There are reports that under the influence of fractional irradiation, the level of reactive oxygen species decreased in cancer stem cells in breast cancer compared to the level in differentiated cancer cells, which suggests a certain mechanism of resistance to radiotherapy. However, treatment with multidrug CT, in addition to promoting CSCs markers, led to an increase in the number of CSCs of non-stem origin. This process was probably dependent on the influence of CSCs [133].
CONCLUSIONS
The sole existence of cancer stem cells has been proven beyond reasonable doubt. In a variety of cancers CSCs have been identified and phenotypically characterised.

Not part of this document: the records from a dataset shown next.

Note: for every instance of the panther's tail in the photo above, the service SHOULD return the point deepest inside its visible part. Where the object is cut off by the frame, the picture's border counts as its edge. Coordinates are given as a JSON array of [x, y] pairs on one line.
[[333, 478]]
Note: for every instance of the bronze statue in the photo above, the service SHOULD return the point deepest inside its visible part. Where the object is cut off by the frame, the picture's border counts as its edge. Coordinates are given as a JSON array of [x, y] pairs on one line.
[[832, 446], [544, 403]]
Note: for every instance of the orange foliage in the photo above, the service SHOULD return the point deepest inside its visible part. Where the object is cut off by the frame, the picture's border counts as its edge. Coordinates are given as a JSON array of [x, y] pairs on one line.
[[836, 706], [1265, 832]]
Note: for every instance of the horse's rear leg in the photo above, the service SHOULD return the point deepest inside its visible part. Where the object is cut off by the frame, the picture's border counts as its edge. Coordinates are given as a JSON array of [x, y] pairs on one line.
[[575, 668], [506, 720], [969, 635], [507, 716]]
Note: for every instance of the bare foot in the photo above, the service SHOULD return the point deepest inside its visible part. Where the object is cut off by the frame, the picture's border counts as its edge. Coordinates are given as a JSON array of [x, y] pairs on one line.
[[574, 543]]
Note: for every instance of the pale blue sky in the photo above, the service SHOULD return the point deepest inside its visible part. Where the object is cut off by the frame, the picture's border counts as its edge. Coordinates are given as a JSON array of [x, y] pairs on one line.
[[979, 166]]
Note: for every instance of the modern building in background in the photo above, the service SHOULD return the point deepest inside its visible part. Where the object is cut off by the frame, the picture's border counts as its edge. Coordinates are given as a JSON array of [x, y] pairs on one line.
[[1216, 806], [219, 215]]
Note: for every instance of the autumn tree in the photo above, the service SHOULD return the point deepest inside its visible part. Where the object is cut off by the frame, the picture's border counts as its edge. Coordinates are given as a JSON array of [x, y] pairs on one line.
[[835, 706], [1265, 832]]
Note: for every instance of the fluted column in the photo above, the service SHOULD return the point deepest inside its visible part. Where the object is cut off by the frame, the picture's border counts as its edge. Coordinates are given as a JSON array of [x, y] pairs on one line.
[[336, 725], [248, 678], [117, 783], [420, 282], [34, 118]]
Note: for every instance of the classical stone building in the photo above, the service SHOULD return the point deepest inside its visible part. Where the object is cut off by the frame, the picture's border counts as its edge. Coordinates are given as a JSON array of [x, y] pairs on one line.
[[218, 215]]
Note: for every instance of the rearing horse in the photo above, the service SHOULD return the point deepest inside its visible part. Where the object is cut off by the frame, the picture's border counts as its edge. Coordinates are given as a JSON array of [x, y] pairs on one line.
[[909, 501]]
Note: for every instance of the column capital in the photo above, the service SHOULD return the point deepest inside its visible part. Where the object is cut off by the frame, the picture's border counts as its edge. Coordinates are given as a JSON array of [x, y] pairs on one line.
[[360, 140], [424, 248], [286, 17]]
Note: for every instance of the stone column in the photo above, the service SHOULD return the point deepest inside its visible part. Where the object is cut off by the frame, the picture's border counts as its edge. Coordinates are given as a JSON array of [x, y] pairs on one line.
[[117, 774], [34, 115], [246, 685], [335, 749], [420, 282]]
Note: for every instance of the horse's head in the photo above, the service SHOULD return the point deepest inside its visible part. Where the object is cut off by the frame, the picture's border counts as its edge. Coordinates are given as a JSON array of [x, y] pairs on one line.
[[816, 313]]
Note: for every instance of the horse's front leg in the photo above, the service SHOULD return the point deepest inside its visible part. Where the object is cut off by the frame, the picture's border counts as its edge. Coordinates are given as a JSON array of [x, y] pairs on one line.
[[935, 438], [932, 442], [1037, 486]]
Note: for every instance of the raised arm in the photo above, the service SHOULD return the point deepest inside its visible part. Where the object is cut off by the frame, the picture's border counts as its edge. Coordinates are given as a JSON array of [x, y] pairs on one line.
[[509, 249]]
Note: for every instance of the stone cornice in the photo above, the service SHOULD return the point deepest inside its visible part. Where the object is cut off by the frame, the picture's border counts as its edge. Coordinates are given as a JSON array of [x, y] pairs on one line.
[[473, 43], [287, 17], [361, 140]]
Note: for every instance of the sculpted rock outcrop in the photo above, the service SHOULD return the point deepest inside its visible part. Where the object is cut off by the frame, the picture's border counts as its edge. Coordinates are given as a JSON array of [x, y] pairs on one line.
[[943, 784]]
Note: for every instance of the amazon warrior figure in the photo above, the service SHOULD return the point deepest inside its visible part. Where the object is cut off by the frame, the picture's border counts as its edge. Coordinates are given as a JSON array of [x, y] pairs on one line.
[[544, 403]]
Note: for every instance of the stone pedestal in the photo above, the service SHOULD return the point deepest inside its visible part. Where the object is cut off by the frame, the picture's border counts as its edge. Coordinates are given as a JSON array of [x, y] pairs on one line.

It is evident that they are an important part of the complex interplay between signal transduction pathways, cytokine and chemokine interactions, and epithelial-mesenchymal transition. However, their exact role in the carcinogenesis remains unclear. Similarly, they evidently play part in the metastasis formation process; however, data are scarce and more speculative than conclusive. The question of whether CSCs play a key role in carcinogenesis and metastasis requires further extensive research.
Funding Statement
FUNDING The review article required no funding.
CONFLICT OF INTERESTS
The authors declare no conflict of interest.
ETHICS APPROVAL STATEMENT
The ethical approval was not required.